What is RDD in Spark?
RDD stands for “Resilient Distributed Dataset”. RDD in Apache Spark is a Data structure, and also an immutable collection of objects computes on the different nodes of the cluster.
- Resilient, i.e. fault-tolerant, the data is present into multiple executable nodes so that in case of failure of any node it can get backup from another executable nodes.
- Distributed, since Data occupy on multiple nodes.
- Dataset represents records of the data. User can load the data set externally which can be either JSON file, CSV file, text file or database via JDBC with no specific data structure.
Need of RDD in Apache Spark
- Map Reduce technology was not suitable for Distributive Iterative Computation in complicated machine learning algorithms.
- Traditional technology was time consuming.
- They created major data redundancy by data replication and data serialization.
Features of Spark RDD
Features of Apache Spark RDD’s are:-

1. In memory computation:-
In this type of computation, the data is kept in RAM, not in disk drives and it also increases the computation speed of the system, and it also provides easy access to data. In-memory computation is also good for real-time processing and fraud detection.
2. Lazy Evaluations:-
Spark will lock all the transformations we apply on to it and will not provide any output on display until action is provoking.
3. Immutability:-
Spark RDD is immutable because the access provided by RDD is just Read-Only and the only way to access and modify an RDD is to apply a transformation.
4. Fault Tolerance:-
RDD’s are fault-tolerant because any lost partition in RDD can be rolled back by applying simple transformations onto the lost partition in the lineage.
5. Persistence:-
Users can state which RDDs they will reuse and choose a storage strategy for them.
6. Partitioning:-
Spark RDD can achieve parallelism using partitioning. Spark determines the number of parts in which data is divided and we can create a partition by applying some transformations to existing partitions.
7. Location Stickiness:-
RDDs are capable of defining placement preference to compute partitions. Placement preference refers to information about the location of RDD.
8. Coarse Grained Operations:-
Every operation that applies on RDD is Coarse-Grained Operations.
Spark RDD Operations
There are two types of operations in Apache Spark RDD:-
- Transformation
- Action
Transformation
Transformations are lazy operations on an RDD in Apache Spark because it creates one or many new RDDs, which executes when an Action occurs. Hence, Transformation creates a new dataset from an existing one.
Example:-

There are two kinds of transformations: narrow transformation, wide transformation.
Narrow Transformation:-
It is the result of map, filter, and such that the data is from a single partition only, i.e. it is self-sufficient, and an output RDD has partitions with records that originate from a single partition in the parent RDD.

Wide Transformation:-
It is the result of groupByKey() and reduceByKey() like functions because the data required to compute the records in a single partition may live in many partitions of the parent RDD.

Action:-
An Action in Spark returns the final result of RDD computations.

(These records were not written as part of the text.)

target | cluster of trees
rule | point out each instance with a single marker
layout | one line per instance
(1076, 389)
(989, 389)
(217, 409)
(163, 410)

It triggers execution using lineage graph to load the data into original RDD, carry out all intermediate transformations and return final results to Driver program or write it out to file system. A lineage graph is a dependency graph of all parallel RDDs of RDD.
Actions are RDD operations that produce non-RDD values. They materialize a value in a Spark program. An Action is one of the ways to send results from executors to the driver. First(), take(), reduce(), collect(), the count() is some of the Actions in spark.
Using transformations, one can create RDD from the existing one. But when we want to work with the actual dataset, at that point we use Action. When the Action occurs it does not create the new RDD, unlike transformation. Thus, actions are RDD operations that give no RDD values. Action stores its value either to drivers or to the external storage system. It brings the laziness of RDD into motion.

Conclusion
In conclusion to Spark RDD, the shortcomings of Hadoop MapReduce were overcome by Spark RDD by introducing functionality of in-memory processing, immutability, persistence, etc. But RDD also has some limitations, for example, No inbuilt optimization, storage and performance limitation, etc.
Because of the limitations of RDD to make spark more versatile, there is the concept of DataFrame and Dataset evolved.